The output of the mita-organised state production — primarily maize, potatoes, quinoa, dried meat, cloth, and military equipment — was stored in the network of state storehouses, the qollqas. Substantial surviving qollqa complexes are preserved at sites including Cotapachi (Bolivia, near modern Cochabamba, with about 2,400 individual storage units in five rows), Sondondo (Peru), and at every major Inca administrative centre. The Spanish accounts of the early conquest period describe storehouses still containing several years' supply of grain, cloth, and military equipment in 1533 — the state's accumulated provision against famine, military emergency, and the support of state personnel. The storehouse system functioned as the state's monetary substitute: it allowed the state to maintain its officials, its army, and (in the case of crop failure) its subjects, by drawing on the accumulated reserves of past production.

The mitma resettlement system

A distinctive feature of Inca governance was the use of population resettlement — the mitma system — as an administrative tool. Communities considered politically unreliable, or whose location was advantageous for resource exploitation, were relocated by the state to new homes far from their place of origin. The resettled populations were called mitmaqkuna; their numbers are estimated to have totalled several hundred thousand people across the empire. The system served multiple purposes: it broke up potentially rebellious population concentrations; it spread Quechua-speaking populations into newly conquered regions to assist with linguistic and administrative integration; it placed agricultural specialists in regions where their skills were needed; and it provided controlled populations near strategic frontiers. The mitma system was substantially more elaborate than the deportation practices of comparable Old World empires (Assyrian, Babylonian, early Roman) and is one of the distinctive Inca administrative innovations.

The panaqas and the perpetual conquest dynamic

The final administrative feature worth noting is the system of panaqas — the royal estates that each deceased Inca sovereign retained as the inalienable property of his lineage. The mummy of each sovereign was preserved in his Cuzco residence and treated as a living being: his lineage members continued to support him through agricultural production from his estates, brought him food and drink at appropriate ceremonial occasions, consulted him on family decisions, and brought him out on royal occasions to participate in the ceremony. The arrangement was politically substantial. Each new Sapa Inca inherited the throne but not his predecessor's estates. He therefore had to acquire new lands during his reign to support his own future panaqa. The system thereby produced an enduring institutional pressure for continuous territorial expansion. Some modern interpreters (notably the anthropologist John Murra and the historian Terence D'Altroy) have argued that the panaqa system is the principal explanation for the unusual sustained tempo of Inca imperial expansion over the late fifteenth century. The institutional dynamic was, on this analysis, a self-reproducing engine of conquest that operated independently of the personality of any particular Sapa Inca.
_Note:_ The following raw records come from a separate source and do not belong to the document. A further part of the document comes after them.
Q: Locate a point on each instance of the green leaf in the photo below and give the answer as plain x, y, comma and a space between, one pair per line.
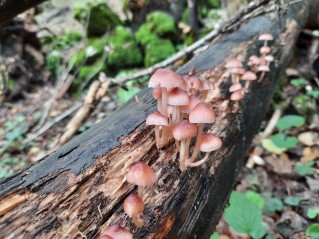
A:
282, 141
274, 204
255, 198
289, 121
293, 201
271, 147
313, 231
313, 212
242, 214
304, 169
259, 232
214, 236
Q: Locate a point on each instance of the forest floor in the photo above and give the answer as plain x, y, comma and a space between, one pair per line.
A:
279, 182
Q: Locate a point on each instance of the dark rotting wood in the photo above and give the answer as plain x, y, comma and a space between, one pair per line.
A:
80, 188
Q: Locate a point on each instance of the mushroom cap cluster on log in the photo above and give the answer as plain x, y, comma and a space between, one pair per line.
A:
80, 188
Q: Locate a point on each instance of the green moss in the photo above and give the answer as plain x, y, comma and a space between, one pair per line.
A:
145, 35
161, 23
124, 51
102, 18
158, 24
157, 51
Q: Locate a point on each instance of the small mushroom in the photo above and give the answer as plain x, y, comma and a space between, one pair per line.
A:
184, 132
248, 77
159, 121
200, 115
134, 206
141, 175
116, 232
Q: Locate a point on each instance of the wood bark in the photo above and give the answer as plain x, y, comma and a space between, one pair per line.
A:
80, 188
10, 8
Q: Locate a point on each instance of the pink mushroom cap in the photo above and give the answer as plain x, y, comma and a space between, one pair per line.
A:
117, 232
210, 143
202, 114
184, 130
156, 118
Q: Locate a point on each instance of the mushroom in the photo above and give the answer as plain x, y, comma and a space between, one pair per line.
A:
237, 96
134, 206
248, 77
166, 79
209, 143
177, 98
158, 120
184, 131
264, 50
265, 37
116, 232
234, 87
141, 175
263, 69
200, 115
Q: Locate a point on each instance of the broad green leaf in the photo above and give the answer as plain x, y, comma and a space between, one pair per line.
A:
305, 169
298, 82
313, 231
289, 121
313, 212
271, 147
214, 236
255, 198
293, 201
274, 204
281, 141
242, 214
259, 232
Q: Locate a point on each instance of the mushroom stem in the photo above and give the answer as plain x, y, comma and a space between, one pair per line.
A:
157, 136
164, 101
195, 164
247, 85
140, 192
138, 220
261, 77
182, 155
235, 107
198, 141
159, 105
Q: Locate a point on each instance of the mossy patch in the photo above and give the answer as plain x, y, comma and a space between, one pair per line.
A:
123, 49
157, 51
101, 17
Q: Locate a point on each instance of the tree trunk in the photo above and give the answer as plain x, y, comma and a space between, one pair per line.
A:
80, 188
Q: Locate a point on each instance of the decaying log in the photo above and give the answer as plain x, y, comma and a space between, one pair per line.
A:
11, 8
80, 188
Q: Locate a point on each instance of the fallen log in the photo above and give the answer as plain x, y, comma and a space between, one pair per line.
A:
80, 188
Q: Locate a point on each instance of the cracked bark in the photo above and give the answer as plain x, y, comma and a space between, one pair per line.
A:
80, 188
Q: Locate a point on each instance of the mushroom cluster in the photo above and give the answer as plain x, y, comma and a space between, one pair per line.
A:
181, 112
181, 116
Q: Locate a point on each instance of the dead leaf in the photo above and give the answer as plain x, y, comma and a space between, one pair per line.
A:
280, 164
309, 138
The administrative system summarised above governed a state of unusual sophistication for the absence of writing, currency, and the wheel. It was also a system whose surviving documentation is unusually sparse, and whose reconstruction depends on a combination of archaeological evidence, post-conquest Spanish chronicle accounts, and modern ethnographic analogy. The chapter that follows takes up the religious and social organisation that underlay the administrative system.